La cardiomyopathie hypertrophique chez le
Maine Coon : HCM
Cette maladie cardiaque
d’origine génétique présente chez le Maine Coon, mais également dans
d’autres races, suscite actuellement beaucoup de polémique. Je ne pouvais
pas ne pas aborder ce problème de santé car nous sommes tous concernés,
éleveurs et particuliers, propriétaires de Coons.
Il existe déjà de nombreux
écrits concernant cette maladie donc je ne vais pas m’étaler, juste de
simples rappels.
Définition :
L’ HCM peut
être définie en tant que maladie du cœur causée par un épaississement
anormal de ses parois musculaires.
C’est une maladie
héréditaire qui affecte les chats (mais aussi l’homme, le porc,…). Le mode
de transmission d'une génération à l'autre n'est pas encore clairement
défini. Depuis les années 1970, on admet que l’ HCM est une cause fréquente
d'arrêt cardiaque, de thrombose et de mort soudaine chez les chats. Une
étude majeure a été effectuée sur les Maine Coons aux USA, permettant de
penser que cette maladie serait transmise par un seul gène dominant.

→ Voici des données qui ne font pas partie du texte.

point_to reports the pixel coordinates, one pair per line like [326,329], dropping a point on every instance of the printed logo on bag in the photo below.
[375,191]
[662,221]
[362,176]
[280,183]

Malheureusement, le premier
signe de HCM est souvent la mort subite du chat causée par un arrêt brutal
du cœur, ou une perturbation majeure du rythme cardiaque.
Les chats affectés ne
montrent souvent aucun signe de cette maladie avant l'âge de 6 mois.
Le diagnostic clinique de
cette maladie est réalisé par un vétérinaire spécialisé en cardiologie qui
pratique une écho-doppler.
Depuis quelques temps, des
laboratoires ont mis au point un test ADN pour dépister la forme HCM1,
associée à une mutation dans le gène MyBPC3, et uniquement décrite chez le
Maine Coon actuellement.
Ce test permet de
sélectionner les reproducteurs, d’adapter les croisements pour éviter de
produire des chatons atteints dans la descendance et de propager la maladie
dans l’élevage et aussi dans la race. Il permet aussi d’anticiper
l’apparition de la maladie chez le chat atteint afin de soulager le cœur en
adaptant les conditions de vie et l’alimentation.
C’est une maladie mono
génique autosomale dominante. Le test ADN permet de connaître le statut
génétique de l’animal vis à vis de la forme HCM1 : soit le chat est sain,
soit le chat est hétérozygote pour HCM1, soit le chat est homozygote pour
HCM1.
On définira le chat comme :
Sain = porte deux
copies normales du gène MyBPC3, il ne développe pas la maladie sous sa forme
HCM1 et ne transmet pas une copie défectueuse du gène MyBPC3 à ses descendants.
L'absence de la mutation chez un chat ne signifie pas qu'il ne développera
jamais une HCM.
Hétérozygote = porte une
copie normale et une copie défectueuse du gène MyBPC3, il peut alors
développer une forme légère de cardiomyopathie sous sa forme HCM1 et il transmet l’anomalie à
la moitié de sa descendance.
Homozygote = porte deux
copies défectueuses du gène MyBPC3, il développe, en général, une forme
précoce et grave de cardiomyopathie sous sa forme HCM1, et il transmet l’anomalie à la totalité
de sa descendance.
Cette maladie présente une
très grande variabilité d’expression, les formes les plus graves conduisent
à la mort de l’animal avant l’âge de un an, les formes les plus légères
peuvent s’exprimer après 10 ans.
Pour les chats hétérozygotes
ou homozygotes le test ADN ne permet pas de prévoir l’âge d’apparition de la
maladie. Seul un examen échographique peut permettre d’identifier les
premiers symptômes d’hypertrophie cardiaque.
Pour conclure, je voudrais
dire qu’actuellement avec l’arrivée du test ADN sur le marché il n’est plus
acceptable qu’un éleveur vende un chat sans connaître le statut des
reproducteurs. Il est important de
noter qu'après vérification du statut ADN du chat, et même s'il a été
déclaré "sain", la surveillance répétée par écho-doppler reste la seule
méthode de suivi, afin de s'assurer de la non apparition d'une HCM.
Après libre à chacun de
travailler avec des chats sains ou des chats porteurs, mais il ne faut pas,
dans ce cas, oublier qu’un jour on se trouvera face à des acquéreurs qui ont
le droit de savoir quel est le statut de leur chaton.